As a child, I did not dream of becoming a physician, rather my dream was to become a teacher, following in the educator footsteps of my parents. By high school the goal had been refined—to become an English teacher, following in the footsteps of several influential teachers. However, after I became an Emergency Medicine Technician my senior year of high school the dream changed. I discovered the intriguing, usually rewarding and ever-challenging field of medicine, turned 180,° and headed down a very different road.
My early 20’s in the 1980’s were spent pursuing medical education goals, first an undergraduate degree at California State University, Sacramento and when the first medical school application attempt failed in 1983, a graduate degree from the University of California, Davis. With the master’s degree, I had the credentials I needed to be accepted in medical school. With a career in medicine ahead of me, I looked at the map for my life and decided I would have to choose a career in medicine or having a family. I didn’t believe that I could do both. There were few female physician role models in my circle of acquaintances, let alone ones raising families. The road to parenthood was one that I thought I could not take.

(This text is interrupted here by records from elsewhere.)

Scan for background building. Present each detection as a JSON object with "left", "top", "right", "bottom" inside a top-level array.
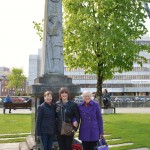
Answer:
[
  {"left": 28, "top": 34, "right": 150, "bottom": 96},
  {"left": 0, "top": 67, "right": 10, "bottom": 96},
  {"left": 0, "top": 67, "right": 27, "bottom": 96},
  {"left": 28, "top": 49, "right": 42, "bottom": 86}
]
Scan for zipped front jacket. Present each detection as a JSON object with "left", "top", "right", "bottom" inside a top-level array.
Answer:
[{"left": 55, "top": 100, "right": 80, "bottom": 133}]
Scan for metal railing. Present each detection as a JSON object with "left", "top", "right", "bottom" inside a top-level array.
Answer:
[{"left": 110, "top": 96, "right": 150, "bottom": 108}]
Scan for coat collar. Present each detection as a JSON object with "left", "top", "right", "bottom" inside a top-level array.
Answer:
[
  {"left": 44, "top": 102, "right": 52, "bottom": 107},
  {"left": 80, "top": 100, "right": 94, "bottom": 106}
]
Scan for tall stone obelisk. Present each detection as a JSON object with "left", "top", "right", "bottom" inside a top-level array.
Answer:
[
  {"left": 41, "top": 0, "right": 64, "bottom": 75},
  {"left": 28, "top": 0, "right": 80, "bottom": 98}
]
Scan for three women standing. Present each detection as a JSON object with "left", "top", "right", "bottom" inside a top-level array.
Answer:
[{"left": 36, "top": 89, "right": 104, "bottom": 150}]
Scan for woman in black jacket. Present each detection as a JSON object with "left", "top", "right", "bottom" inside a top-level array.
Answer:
[{"left": 55, "top": 87, "right": 80, "bottom": 150}]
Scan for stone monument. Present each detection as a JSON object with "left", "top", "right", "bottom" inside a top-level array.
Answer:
[
  {"left": 41, "top": 0, "right": 64, "bottom": 75},
  {"left": 28, "top": 0, "right": 80, "bottom": 99},
  {"left": 26, "top": 0, "right": 80, "bottom": 149}
]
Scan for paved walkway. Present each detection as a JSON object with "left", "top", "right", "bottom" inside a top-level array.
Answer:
[
  {"left": 116, "top": 107, "right": 150, "bottom": 114},
  {"left": 0, "top": 143, "right": 19, "bottom": 150},
  {"left": 0, "top": 107, "right": 150, "bottom": 114},
  {"left": 0, "top": 108, "right": 31, "bottom": 114}
]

My late 20’s and early 30’s were spent in day-to-day survival during medical school and a residency training in internal medicine. I discovered that the medical education process was not what I had dreamed it would be. I entered medicine to connect with people, figure out what is ailing them, understand how the physical and mental impact of the disease, develop coping strategies and help them to heal. My goal during residency was to emerge with my heart intact, which for me has been having a compassionate ear and touch. Unfortunately, having the time to really listen to patients and determine what ails them is becoming scarcer in medicine of the new millennium. Today physicians are time-pressured to see more patients in fewer minutes, not miss any of the major medical problems and treat major depression in 10 minutes or less. Furthermore, I was dismayed by how little emphasis was placed on the health and well-being of those entrusted with the health of others and how the normal personal and professional stresses faced when practicing medicine were all but ignored. These experiences have lead me to focus on my own well-being, simplify my life, minimize material desires, adopt healthier life-style practices and to decrease my own profession-induced stress.
My strong English background and an interest in writing gave me a practical means of coping with many of the pressures of medical school and residency training. Over the years I published articles on a wide range of topics often not considered traditional medical areas, including: death education, hospice, sexual harassment, ‘toxic interns,’ residency abuse, work hour reform, burnout, and grief, loss and bereavement. (Some of these articles are available on the Internet, linked on our website, http://www.kirstimd.com/CV.htm) Writing allowed me to combine my medical training with the early goals of becoming an English teacher and turn intense experiences, or difficult topics into educational articles.
One of these articles, “The Road Not Taken,”  was written during my final year of residency training, reflecting upon where I had arrived in medicine, as I rationalized my career choice and what I had given up to reach that point in my training. I wrote “I am grateful for the road I chose. I do believe, for the sake of my patients—those whom I have kept alive and those whose lives I have touched—that I made the right decision at the time to pursue a career in medicine and not to have a family. Parenthood was the road I could not take.”
By my mid 30’s, during a time I should have been setting up a practice, I was questioning the road I had taken. The practice of medicine was very different than what I had dreamed it would be. I naively didn’t realize that so many of the decisions that I would be making about patients and their treatment would be overshadowed by an office manager, corporate office, or insurance company dictating how much time can be spent, what tests can be ordered and what medications can be prescribed. I discovered the actual “caring” about the patient must be done in a limited, expedient fashion; medicine left little time for connecting with patients, or really getting to the bottom of their health problems. I still believe the practice of medicine isn’t about numbers, codes, papers and diagnoses; the practice of medicine is about people, individuals impacted by an illness. I have been accused at different times in my career of “caring too much” about the patient. I didn’t realize this was possible. “Caring” takes time to do it well; for me the practice of medicine became a demanding, life-consuming profession that when practiced full-time, left little time for anything or anyone else. For my own well-being and my way of dealing with the current uncertainty in the medical field, I chose not to follow the road to a traditional clinical practice. Instead I elected to practice part-time or locum tenens work.